Она выпрямляется и, подняв оружие на уровень моей головы, медленно идет ко мне – шаг, второй… Девочка Оля хочет лично удостовериться в моей бездыханности. А также доделать Ванину работу – контрольный выстрел… Моя правая под подушкой сжимает рукоятку «вальтера»… Но я опоздал.

…Девочка упала некрасиво – левая нога вывернута, ночнушка задралась, прядь обесцвеченных волос растрепалась по лицу…

Стрелял Иван. Я скатился с тахты, подбежал, включил свет…

Иван глядел мне в глаза, губы его шевелились, но говорить он не мог – горло было разворочено, хлюпало и страшно пузырилось розовым, лужа крови под ним расползалась на глазах. Я в оцепенении смотрел на его судороги… Через несколько секунд он затих, искаженное лицо разгладилось. Прощай, напарник, прощай, предатель…

…Оля-Леля умерла сразу, пуля попала в позвоночник между лопатками – мгновенный паралич дыхания.

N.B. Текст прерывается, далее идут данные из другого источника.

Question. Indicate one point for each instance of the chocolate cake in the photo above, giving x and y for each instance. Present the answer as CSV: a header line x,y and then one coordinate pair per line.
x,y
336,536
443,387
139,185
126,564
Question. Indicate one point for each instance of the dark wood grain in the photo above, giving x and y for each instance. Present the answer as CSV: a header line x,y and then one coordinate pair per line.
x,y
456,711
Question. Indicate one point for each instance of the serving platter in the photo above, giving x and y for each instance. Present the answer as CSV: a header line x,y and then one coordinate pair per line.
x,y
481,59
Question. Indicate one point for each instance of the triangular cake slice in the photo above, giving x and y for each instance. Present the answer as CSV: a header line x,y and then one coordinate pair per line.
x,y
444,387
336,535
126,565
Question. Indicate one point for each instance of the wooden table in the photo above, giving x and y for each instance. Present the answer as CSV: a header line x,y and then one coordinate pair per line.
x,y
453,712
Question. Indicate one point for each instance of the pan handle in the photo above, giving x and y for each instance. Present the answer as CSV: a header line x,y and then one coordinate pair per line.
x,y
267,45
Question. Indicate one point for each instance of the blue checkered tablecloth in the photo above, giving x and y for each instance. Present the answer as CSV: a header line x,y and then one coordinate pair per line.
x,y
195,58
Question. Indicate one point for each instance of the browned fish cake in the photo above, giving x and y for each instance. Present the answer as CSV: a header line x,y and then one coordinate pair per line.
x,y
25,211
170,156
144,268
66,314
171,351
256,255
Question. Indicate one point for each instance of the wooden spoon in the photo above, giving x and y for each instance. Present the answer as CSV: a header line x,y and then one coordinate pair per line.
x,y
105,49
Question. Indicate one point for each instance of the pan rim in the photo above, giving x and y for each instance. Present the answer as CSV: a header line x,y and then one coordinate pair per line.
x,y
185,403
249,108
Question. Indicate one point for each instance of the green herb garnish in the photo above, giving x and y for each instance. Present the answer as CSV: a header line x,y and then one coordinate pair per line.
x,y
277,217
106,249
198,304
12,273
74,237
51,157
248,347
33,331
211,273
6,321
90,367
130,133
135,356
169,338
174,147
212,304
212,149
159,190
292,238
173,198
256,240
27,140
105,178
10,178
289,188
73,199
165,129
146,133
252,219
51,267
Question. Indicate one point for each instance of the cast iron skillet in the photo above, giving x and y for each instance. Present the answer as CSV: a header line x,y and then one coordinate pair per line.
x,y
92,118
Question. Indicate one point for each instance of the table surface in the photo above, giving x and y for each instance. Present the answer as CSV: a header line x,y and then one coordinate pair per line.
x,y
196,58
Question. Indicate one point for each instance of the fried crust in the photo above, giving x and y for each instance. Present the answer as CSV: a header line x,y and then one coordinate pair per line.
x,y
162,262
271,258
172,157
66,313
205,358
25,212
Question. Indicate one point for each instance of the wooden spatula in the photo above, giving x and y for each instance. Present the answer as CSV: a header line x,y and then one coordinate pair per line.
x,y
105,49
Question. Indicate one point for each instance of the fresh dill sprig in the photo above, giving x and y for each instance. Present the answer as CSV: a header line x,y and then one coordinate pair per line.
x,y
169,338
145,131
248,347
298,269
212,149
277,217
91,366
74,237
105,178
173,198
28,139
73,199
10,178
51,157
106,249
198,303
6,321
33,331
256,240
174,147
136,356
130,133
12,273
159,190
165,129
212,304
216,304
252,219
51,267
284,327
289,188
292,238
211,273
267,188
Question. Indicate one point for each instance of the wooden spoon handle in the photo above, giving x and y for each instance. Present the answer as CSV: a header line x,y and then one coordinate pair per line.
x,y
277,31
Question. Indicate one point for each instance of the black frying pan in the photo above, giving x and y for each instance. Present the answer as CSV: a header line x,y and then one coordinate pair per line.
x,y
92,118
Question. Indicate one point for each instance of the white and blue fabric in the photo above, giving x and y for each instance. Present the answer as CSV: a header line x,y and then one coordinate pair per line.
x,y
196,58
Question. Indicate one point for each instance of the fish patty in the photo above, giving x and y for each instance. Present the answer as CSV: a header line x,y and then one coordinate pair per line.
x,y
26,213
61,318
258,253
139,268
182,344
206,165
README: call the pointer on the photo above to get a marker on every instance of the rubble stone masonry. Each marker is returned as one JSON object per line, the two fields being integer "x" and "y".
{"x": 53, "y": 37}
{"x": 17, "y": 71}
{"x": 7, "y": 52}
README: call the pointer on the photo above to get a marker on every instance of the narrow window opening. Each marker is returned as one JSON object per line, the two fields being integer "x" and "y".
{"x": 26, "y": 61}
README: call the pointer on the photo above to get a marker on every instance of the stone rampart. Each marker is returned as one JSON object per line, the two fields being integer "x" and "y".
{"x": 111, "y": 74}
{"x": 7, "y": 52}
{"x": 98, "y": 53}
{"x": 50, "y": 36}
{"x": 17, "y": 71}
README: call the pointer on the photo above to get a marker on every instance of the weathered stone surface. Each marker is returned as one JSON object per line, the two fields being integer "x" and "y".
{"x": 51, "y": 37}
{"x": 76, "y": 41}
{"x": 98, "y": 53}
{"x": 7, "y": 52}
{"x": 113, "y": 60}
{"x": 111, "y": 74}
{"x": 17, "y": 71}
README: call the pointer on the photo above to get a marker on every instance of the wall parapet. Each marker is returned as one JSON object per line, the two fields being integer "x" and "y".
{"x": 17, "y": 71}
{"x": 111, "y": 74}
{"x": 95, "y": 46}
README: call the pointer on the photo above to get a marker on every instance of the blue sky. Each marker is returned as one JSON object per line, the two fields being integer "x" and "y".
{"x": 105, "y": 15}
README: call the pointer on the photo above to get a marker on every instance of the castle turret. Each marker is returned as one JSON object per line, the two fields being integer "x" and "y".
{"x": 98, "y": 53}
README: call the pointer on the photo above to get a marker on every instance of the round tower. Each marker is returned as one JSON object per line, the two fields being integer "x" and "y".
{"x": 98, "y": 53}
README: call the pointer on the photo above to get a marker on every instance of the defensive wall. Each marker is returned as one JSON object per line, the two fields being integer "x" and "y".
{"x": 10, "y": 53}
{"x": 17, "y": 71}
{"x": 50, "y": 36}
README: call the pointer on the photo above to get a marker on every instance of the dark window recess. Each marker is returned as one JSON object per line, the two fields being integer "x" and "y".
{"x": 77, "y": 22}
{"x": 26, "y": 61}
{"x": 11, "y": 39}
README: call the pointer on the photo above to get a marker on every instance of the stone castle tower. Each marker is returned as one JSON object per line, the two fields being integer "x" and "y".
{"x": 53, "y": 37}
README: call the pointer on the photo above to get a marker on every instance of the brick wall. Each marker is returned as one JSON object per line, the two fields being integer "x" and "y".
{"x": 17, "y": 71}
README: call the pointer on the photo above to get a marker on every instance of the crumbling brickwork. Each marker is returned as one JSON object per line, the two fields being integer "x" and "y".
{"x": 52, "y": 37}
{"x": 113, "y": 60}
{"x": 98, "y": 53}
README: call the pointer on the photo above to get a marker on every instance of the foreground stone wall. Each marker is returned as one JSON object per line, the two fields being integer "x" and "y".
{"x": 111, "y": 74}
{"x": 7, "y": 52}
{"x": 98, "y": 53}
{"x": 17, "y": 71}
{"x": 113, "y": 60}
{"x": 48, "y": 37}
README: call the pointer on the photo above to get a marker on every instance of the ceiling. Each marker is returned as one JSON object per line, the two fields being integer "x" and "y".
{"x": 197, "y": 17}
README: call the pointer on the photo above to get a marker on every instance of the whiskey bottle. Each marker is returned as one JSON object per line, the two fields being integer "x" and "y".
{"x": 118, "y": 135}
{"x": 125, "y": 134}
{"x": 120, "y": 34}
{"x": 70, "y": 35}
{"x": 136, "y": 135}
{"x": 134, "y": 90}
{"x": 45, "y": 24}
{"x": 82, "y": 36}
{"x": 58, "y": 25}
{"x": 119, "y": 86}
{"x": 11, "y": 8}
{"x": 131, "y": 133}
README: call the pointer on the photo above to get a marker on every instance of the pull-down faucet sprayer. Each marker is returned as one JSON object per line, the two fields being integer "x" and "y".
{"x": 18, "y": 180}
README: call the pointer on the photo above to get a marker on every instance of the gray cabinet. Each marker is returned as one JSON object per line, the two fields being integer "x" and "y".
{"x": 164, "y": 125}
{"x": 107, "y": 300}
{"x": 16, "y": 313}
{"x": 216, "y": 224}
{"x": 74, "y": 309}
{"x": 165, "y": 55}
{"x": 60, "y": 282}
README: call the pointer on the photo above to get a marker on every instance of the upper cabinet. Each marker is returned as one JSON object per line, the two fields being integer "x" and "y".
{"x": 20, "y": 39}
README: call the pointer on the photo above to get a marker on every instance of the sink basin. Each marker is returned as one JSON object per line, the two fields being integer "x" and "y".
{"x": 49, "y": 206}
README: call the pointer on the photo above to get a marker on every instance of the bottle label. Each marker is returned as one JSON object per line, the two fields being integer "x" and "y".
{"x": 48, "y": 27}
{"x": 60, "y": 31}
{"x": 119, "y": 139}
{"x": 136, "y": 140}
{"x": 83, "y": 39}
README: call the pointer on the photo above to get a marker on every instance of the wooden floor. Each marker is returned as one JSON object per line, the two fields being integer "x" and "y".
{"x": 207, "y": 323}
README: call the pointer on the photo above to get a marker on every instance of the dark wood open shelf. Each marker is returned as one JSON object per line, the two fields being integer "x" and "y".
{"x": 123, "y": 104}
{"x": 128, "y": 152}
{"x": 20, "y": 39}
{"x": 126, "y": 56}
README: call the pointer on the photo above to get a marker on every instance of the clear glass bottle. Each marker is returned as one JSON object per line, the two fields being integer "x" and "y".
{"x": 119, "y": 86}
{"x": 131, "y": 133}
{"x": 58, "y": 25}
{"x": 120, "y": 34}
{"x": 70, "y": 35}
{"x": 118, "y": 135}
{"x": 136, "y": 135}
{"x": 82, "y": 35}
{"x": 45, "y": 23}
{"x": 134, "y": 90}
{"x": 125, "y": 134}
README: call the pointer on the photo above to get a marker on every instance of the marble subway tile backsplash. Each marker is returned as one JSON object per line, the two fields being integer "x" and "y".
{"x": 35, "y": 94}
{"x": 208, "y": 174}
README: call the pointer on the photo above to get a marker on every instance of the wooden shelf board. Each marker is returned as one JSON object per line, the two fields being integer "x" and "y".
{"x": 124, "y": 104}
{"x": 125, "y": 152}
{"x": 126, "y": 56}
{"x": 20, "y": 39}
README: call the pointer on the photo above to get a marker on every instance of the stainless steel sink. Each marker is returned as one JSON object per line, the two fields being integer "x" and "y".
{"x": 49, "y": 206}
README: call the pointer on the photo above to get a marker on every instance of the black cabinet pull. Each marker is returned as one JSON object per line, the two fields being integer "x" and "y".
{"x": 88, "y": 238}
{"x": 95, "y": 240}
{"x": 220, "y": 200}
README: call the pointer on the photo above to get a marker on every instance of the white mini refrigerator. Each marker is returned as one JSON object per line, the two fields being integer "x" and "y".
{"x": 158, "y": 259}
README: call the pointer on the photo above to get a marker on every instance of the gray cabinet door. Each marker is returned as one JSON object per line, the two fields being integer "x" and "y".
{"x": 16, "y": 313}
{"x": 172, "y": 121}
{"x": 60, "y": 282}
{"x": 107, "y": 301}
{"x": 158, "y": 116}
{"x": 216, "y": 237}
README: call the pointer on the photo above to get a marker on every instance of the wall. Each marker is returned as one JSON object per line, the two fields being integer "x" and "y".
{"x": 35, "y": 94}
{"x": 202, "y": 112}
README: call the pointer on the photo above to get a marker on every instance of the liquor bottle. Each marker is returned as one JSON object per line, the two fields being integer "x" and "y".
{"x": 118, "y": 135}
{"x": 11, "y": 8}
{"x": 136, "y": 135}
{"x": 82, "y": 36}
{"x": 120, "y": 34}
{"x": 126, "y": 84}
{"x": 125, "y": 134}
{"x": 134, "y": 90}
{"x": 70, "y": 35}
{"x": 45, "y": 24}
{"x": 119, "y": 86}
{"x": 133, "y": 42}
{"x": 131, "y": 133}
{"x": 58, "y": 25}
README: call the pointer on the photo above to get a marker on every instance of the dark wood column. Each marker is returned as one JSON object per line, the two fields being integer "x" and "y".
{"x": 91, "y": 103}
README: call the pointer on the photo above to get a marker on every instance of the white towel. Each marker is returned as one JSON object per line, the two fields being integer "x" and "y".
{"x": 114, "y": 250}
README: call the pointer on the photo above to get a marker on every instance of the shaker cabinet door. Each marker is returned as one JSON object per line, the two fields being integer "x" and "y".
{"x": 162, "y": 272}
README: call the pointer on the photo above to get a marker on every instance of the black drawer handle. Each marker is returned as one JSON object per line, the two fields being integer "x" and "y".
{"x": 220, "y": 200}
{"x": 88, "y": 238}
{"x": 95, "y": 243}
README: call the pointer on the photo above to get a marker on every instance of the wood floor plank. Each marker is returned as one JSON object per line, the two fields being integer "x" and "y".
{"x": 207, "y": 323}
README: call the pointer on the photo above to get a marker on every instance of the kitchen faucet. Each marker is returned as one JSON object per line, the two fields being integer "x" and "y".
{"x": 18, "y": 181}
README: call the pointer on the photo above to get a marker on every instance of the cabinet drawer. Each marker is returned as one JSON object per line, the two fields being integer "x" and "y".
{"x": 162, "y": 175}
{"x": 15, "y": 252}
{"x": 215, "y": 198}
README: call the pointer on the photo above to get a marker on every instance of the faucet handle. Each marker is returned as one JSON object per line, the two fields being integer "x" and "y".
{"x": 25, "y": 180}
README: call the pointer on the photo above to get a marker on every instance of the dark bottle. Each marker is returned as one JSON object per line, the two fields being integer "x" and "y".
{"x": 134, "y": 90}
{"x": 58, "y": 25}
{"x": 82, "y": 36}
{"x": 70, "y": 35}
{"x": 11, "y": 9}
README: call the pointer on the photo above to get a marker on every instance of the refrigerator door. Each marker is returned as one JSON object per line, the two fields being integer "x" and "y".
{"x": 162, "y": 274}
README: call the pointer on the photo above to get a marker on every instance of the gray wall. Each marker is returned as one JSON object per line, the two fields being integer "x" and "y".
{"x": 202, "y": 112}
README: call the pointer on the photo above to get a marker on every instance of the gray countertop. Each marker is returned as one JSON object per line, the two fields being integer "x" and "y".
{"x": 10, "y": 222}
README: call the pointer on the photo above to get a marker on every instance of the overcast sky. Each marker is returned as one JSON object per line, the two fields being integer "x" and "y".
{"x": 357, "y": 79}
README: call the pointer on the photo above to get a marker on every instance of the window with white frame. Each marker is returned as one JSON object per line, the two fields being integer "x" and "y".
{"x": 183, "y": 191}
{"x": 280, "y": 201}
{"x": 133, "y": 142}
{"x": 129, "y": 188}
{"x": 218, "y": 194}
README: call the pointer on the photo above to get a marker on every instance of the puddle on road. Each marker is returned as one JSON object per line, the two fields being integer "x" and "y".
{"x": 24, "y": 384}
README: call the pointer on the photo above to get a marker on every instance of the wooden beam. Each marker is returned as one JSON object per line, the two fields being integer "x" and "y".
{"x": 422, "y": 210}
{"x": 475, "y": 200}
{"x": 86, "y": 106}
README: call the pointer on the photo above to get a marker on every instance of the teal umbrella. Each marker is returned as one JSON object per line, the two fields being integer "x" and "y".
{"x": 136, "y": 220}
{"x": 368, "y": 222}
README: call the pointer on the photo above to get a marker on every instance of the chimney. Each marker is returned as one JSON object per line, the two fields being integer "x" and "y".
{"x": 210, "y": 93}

Я сидел на кухне. Стакан водки прошел как вода из-под крана, даже озноб не прекратился. Ну и нервы стали, как у барышни. Какой же я, на хер, профессионал? Пить надо меньше, дорогой товарищ… А если серьезно, то не в выпивке, конечно, дело. Пью я мало и редко. Просто профессия моя относится к числу вредных для здоровья, и долгожителей среди нас нет. Видно, мой ресурс уже подходит к концу.

Так, на этот раз поле битвы осталось за мной. Победителю положено разобраться с трофеями.

Еще раз подходить к трупам я не стал, а прошел в гнездышко сладкой парочки, только что угробившей друг друга. Разбросанная одежда, мой мобильник – куда это они звонили, интересно? Уж не заказчику ли? Очень может быть.

Я посмотрел на определитель номера. Ничего.

Дорожная сумка Ивана, сумочка Ольги. Это мне не нужно. На столе – толстый пакет из плотной бумаги. Из него, как я и ожидал, торчат пачки баксов. Интересно, сколько там. Протягиваю руку…

Стоп. Перед глазами возникла картина – удаляющийся «жигуль» с покалеченными кавказцами вдруг подпрыгивает и разлетается на части… Не может быть, чтобы мой (как оказалось, и Ванин, и Олин тоже) оловянноокий «опекун» не запрограммировал очередную пакость. Например, пакет, взрывающийся, как только его вскрывают. Но пакет уже вскрыт, и возглас Оли-Лели о том, что Иван теперь богат, как Крез, наводит на мысль о том, что содержимое пакета было тщательно изучено.

Внимательно осматриваю пакет, не трогая его. Никаких ниточек и проводков не видать. Наконец, осмелев, беру его в руки, осторожно, одну за другой, вынимаю пачки.

Тридцать тысяч. Маловато даже для аванса. Подешевели нынче вальщики… Обидно.

Складываю пачки в свою маленькую наплечную сумку, добавляю еще почти столько же своих – весь мой капитал.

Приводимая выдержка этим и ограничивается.